De novo modeling and structural characterization of IL9-IL9 receptor complex: a potential drug target for hematopoietic stem cell therapy

Abstract

Hematopoietic stem cell therapy can control disease-related complications in neonatal disorders of newborns. The IL9-IL9R complex is one of the most multifunctional cytokine complexes that promote proliferation and differentiation of hematopoietic progenitors. However, the structure of this complex has not been determined yet. The present work demonstrates a de novo computational method for rational protein designing to recapitulate the structural relationship among IL9: IL9R complex. We employed a strategy to design mimics of IL-9 that binds to IL-9Rα by molecular modeling and protein–protein docking approach. For the simulation purpose, each complex was simulated under discrete setups (i) Apo: IL9; (ii) Apo: IL9R; (iii) IL9: IL9R complex. A 50 ns MD simulation was performed for Apo proteins, and a 35 ns simulation was run for the docked complex with a total number of 2027 of frames, both using 0.02 fs time step.

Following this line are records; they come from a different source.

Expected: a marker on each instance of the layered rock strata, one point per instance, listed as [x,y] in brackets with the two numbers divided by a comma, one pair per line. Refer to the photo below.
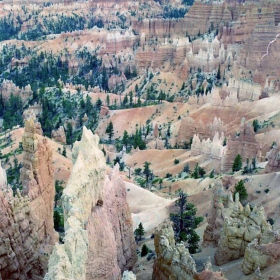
[259,256]
[173,260]
[37,180]
[99,241]
[240,227]
[19,240]
[273,160]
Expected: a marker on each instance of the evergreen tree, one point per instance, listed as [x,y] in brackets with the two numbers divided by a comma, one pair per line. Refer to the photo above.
[219,73]
[237,164]
[185,222]
[110,130]
[125,139]
[240,188]
[139,232]
[144,250]
[256,125]
[147,171]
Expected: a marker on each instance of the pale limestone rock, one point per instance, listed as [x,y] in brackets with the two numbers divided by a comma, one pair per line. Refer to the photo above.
[19,241]
[259,256]
[97,218]
[240,227]
[128,275]
[173,260]
[59,135]
[273,157]
[37,180]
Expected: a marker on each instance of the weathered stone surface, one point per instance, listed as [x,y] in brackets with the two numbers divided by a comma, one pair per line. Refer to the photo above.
[260,255]
[19,241]
[38,182]
[173,260]
[59,135]
[129,275]
[273,157]
[240,227]
[99,241]
[221,199]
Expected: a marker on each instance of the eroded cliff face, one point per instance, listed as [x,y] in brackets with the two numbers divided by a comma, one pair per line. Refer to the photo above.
[173,260]
[38,182]
[19,240]
[240,227]
[99,241]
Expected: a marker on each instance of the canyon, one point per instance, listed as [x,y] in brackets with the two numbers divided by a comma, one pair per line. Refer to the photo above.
[123,105]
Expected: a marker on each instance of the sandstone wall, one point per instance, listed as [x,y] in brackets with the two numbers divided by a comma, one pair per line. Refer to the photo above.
[37,180]
[273,160]
[99,241]
[19,240]
[173,260]
[244,144]
[241,226]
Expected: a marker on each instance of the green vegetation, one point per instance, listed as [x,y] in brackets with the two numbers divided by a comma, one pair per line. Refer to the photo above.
[237,164]
[240,188]
[198,172]
[139,232]
[144,250]
[185,222]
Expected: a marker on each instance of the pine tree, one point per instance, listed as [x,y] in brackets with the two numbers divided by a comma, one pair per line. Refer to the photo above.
[144,250]
[125,139]
[147,171]
[237,164]
[185,222]
[110,130]
[139,232]
[240,188]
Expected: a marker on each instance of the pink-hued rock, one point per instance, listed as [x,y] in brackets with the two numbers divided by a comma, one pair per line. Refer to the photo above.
[38,182]
[59,135]
[173,260]
[273,163]
[19,240]
[97,220]
[260,255]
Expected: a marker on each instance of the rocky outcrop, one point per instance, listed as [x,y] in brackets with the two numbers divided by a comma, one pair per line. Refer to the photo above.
[221,203]
[38,182]
[260,255]
[129,275]
[19,240]
[30,114]
[99,241]
[240,227]
[173,260]
[273,160]
[7,87]
[243,143]
[189,127]
[59,135]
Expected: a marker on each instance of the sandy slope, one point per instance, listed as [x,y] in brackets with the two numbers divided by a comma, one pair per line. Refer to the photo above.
[146,207]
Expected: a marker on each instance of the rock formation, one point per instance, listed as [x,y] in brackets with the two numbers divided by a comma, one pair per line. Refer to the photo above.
[221,203]
[173,260]
[19,241]
[273,163]
[128,275]
[241,226]
[189,127]
[59,135]
[243,143]
[38,182]
[260,255]
[97,220]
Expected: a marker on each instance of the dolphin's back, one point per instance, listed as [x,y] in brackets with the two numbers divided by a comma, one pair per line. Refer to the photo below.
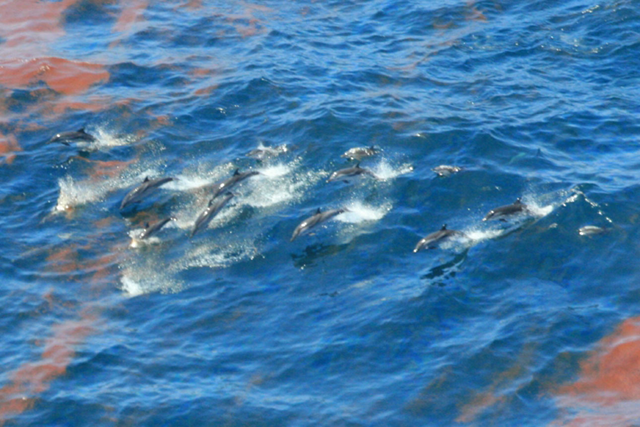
[210,212]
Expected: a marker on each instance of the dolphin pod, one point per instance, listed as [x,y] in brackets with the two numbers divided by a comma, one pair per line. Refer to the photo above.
[316,219]
[210,212]
[216,203]
[228,183]
[350,172]
[358,153]
[137,194]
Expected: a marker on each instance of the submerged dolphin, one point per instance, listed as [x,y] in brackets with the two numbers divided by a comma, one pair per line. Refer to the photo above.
[235,178]
[445,170]
[66,137]
[261,153]
[506,211]
[210,212]
[142,190]
[317,218]
[358,153]
[589,230]
[153,229]
[436,238]
[350,172]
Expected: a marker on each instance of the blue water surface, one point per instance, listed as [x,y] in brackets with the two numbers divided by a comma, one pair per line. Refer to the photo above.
[345,325]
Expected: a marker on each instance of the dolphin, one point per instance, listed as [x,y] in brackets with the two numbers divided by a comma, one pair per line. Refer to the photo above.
[350,172]
[142,190]
[66,137]
[317,218]
[228,183]
[153,229]
[437,237]
[210,212]
[261,153]
[589,230]
[358,153]
[444,170]
[506,211]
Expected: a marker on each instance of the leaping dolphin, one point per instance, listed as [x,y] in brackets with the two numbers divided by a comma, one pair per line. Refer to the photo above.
[66,137]
[317,218]
[350,172]
[228,183]
[142,190]
[153,229]
[210,212]
[435,238]
[358,153]
[507,211]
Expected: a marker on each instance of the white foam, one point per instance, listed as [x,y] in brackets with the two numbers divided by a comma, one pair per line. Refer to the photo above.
[359,212]
[214,255]
[147,277]
[106,139]
[385,171]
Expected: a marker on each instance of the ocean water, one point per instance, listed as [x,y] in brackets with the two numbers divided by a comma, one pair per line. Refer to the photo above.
[525,322]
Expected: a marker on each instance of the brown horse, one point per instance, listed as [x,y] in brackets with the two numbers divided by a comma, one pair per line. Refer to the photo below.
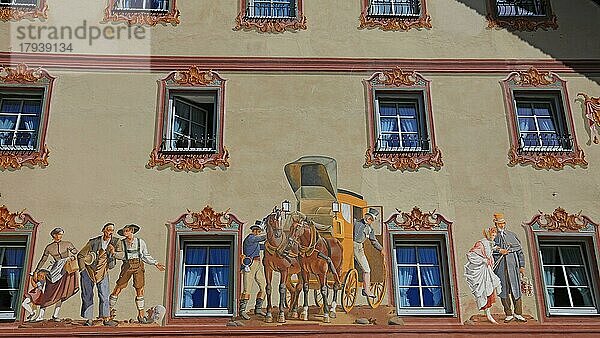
[282,257]
[318,256]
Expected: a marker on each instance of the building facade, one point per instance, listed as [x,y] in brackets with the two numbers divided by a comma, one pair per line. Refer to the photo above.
[183,117]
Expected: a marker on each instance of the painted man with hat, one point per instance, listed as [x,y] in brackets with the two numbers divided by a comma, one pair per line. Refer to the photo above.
[133,251]
[363,231]
[510,264]
[252,269]
[94,262]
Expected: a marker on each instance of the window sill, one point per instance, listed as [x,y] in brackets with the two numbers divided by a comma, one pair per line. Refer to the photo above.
[404,160]
[522,23]
[15,159]
[394,23]
[546,159]
[17,13]
[188,161]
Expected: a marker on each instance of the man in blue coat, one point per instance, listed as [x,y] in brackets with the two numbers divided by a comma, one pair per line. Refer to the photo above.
[510,264]
[252,269]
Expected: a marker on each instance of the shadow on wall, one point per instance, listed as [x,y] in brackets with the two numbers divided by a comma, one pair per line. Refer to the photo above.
[575,38]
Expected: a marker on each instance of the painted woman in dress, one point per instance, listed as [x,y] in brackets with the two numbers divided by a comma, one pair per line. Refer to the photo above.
[482,280]
[60,283]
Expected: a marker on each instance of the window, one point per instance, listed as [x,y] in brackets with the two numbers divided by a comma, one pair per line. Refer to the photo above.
[23,9]
[24,111]
[394,14]
[141,5]
[395,7]
[142,12]
[206,275]
[400,120]
[12,267]
[521,15]
[568,282]
[20,115]
[271,16]
[190,121]
[422,277]
[540,121]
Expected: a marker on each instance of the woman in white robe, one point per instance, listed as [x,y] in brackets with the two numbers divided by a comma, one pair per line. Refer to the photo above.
[479,273]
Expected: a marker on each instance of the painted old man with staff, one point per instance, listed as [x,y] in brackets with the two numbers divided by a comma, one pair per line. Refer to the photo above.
[509,267]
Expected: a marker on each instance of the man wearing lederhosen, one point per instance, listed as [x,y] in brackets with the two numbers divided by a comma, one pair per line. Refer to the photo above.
[252,269]
[508,254]
[362,232]
[134,253]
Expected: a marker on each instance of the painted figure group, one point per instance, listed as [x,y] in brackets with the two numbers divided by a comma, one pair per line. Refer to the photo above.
[495,265]
[87,268]
[302,252]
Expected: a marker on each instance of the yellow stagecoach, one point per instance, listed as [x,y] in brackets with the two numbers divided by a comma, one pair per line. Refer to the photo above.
[313,180]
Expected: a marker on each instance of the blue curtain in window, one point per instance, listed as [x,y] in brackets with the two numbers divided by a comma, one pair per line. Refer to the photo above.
[431,275]
[405,255]
[219,276]
[194,276]
[14,257]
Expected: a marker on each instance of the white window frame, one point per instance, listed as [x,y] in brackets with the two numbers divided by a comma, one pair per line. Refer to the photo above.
[446,309]
[393,3]
[584,251]
[208,312]
[13,314]
[16,95]
[207,96]
[120,6]
[421,127]
[251,14]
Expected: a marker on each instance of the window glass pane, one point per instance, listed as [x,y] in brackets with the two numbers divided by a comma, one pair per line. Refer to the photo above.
[405,255]
[217,298]
[554,276]
[10,106]
[218,276]
[430,276]
[194,276]
[193,298]
[389,124]
[550,255]
[571,255]
[387,109]
[577,276]
[582,297]
[407,276]
[428,255]
[195,255]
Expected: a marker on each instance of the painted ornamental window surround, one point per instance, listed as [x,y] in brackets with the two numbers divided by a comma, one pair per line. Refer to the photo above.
[565,258]
[391,15]
[142,12]
[190,120]
[540,121]
[17,237]
[16,10]
[423,259]
[271,16]
[521,15]
[204,266]
[400,119]
[24,110]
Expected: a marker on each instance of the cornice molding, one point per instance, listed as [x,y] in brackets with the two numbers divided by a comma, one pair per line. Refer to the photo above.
[162,63]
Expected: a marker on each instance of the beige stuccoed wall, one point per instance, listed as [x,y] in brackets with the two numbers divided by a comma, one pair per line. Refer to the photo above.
[459,31]
[101,132]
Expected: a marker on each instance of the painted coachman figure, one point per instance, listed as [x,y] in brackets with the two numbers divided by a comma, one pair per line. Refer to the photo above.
[510,266]
[252,269]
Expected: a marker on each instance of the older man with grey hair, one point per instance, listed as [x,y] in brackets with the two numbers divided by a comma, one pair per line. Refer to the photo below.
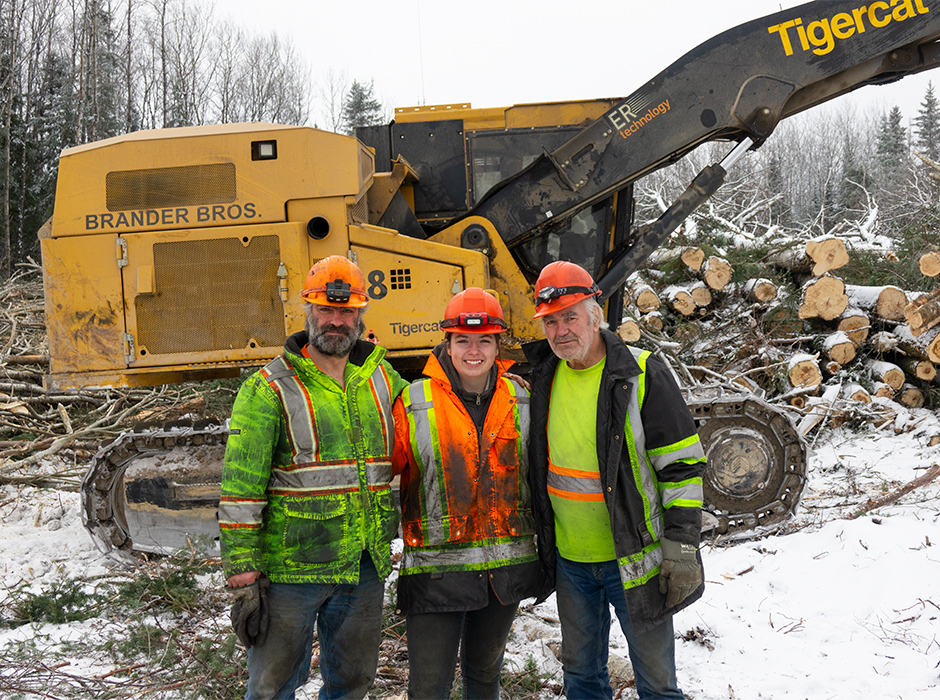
[616,472]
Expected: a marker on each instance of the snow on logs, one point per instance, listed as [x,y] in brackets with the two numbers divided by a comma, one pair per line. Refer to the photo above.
[645,298]
[679,299]
[886,372]
[924,312]
[760,290]
[691,258]
[814,257]
[629,331]
[717,273]
[823,297]
[930,263]
[827,253]
[839,348]
[852,336]
[854,323]
[885,303]
[803,371]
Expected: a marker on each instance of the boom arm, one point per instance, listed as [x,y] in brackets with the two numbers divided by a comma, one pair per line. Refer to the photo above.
[737,85]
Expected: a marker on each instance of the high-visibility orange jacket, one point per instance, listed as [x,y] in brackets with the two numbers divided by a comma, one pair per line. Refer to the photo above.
[466,514]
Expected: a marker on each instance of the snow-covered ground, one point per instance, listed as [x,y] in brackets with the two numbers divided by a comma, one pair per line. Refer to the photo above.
[835,609]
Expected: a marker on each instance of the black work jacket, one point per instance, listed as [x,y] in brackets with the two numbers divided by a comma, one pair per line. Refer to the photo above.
[666,420]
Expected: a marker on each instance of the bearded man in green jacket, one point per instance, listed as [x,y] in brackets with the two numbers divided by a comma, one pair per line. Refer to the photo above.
[307,512]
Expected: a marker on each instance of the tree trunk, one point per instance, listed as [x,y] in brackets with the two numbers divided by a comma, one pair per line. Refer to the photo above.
[839,348]
[924,370]
[654,319]
[781,322]
[930,263]
[883,343]
[854,323]
[679,300]
[760,290]
[856,392]
[692,258]
[827,253]
[700,294]
[824,298]
[804,371]
[925,346]
[887,303]
[886,372]
[924,312]
[646,299]
[717,273]
[911,396]
[629,331]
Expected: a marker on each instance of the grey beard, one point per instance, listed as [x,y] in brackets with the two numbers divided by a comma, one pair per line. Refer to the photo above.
[333,346]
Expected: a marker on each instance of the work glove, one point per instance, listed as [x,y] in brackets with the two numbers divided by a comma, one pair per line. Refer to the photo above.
[680,573]
[250,611]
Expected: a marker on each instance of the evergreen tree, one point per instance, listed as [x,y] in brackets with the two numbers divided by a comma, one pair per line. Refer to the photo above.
[891,144]
[361,108]
[854,181]
[927,125]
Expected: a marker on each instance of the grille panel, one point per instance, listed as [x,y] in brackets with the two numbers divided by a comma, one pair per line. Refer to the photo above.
[212,295]
[159,188]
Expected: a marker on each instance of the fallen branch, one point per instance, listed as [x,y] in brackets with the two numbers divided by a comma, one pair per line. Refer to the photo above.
[871,505]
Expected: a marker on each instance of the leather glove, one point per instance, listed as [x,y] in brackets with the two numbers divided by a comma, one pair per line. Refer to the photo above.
[680,573]
[250,612]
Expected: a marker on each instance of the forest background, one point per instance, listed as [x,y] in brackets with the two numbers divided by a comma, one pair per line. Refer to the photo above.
[76,71]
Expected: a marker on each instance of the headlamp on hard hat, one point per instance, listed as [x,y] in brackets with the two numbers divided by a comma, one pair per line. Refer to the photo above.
[472,320]
[548,294]
[338,292]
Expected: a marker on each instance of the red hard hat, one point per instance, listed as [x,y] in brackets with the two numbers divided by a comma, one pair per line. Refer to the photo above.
[562,284]
[473,311]
[335,281]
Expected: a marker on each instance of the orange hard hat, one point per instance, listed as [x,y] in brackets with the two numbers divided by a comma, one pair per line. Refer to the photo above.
[562,284]
[335,281]
[473,311]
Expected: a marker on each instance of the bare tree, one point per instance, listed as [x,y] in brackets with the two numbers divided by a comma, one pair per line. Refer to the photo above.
[331,90]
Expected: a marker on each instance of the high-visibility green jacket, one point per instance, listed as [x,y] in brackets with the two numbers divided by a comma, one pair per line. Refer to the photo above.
[651,466]
[466,513]
[306,481]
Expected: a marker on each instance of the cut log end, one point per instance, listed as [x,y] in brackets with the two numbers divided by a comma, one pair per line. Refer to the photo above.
[930,263]
[805,374]
[827,254]
[629,331]
[824,298]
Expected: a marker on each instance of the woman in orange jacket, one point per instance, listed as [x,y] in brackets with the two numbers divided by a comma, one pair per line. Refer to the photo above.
[469,558]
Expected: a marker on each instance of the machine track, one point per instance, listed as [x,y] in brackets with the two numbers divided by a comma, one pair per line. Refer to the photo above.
[156,489]
[756,462]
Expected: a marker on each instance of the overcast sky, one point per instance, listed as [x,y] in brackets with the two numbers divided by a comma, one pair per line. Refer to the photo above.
[495,53]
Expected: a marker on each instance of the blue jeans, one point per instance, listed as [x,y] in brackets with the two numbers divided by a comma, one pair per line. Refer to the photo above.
[584,593]
[433,639]
[348,620]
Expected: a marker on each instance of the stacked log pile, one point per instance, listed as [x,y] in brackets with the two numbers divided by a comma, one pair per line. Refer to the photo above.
[46,437]
[797,331]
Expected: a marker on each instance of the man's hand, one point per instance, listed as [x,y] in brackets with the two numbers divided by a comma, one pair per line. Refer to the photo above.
[246,578]
[250,611]
[680,574]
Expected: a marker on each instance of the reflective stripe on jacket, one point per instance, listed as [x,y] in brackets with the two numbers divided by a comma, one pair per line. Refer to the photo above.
[651,465]
[466,511]
[465,502]
[305,486]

The results revealed that the docked complex was stable, binding with a higher affinity at the site of the immunoglobin (Ig) domain, and elicit downstream cell signaling. Ig domain, fibronectin type III domain, and WSXWS motif were present in the modeled complex structure, which represents a highly promising target. The simulated complex reached an equilibrium state and indicate that THR52, SER53, CYS54, CYS56, GLU71, GLN75, ASN78, THR79, MET81, GLU110, PRO112, ASN114, GLN115 and ALA118 residues of IL9 structure were involved with THR53, PHE54, ALA70, PRO71, GLY74, GLU130, VAL132, SER133, LEU134, VAL135, ASP136, PRO137, GLU138, TYR241 and THR242 residues of IL9R structure. The data presented herein provide important insights into the molecular structure of IL9-IL9R complex and offers a promising target complex for drug design studies in the field of hematopoietic stem cell therapy.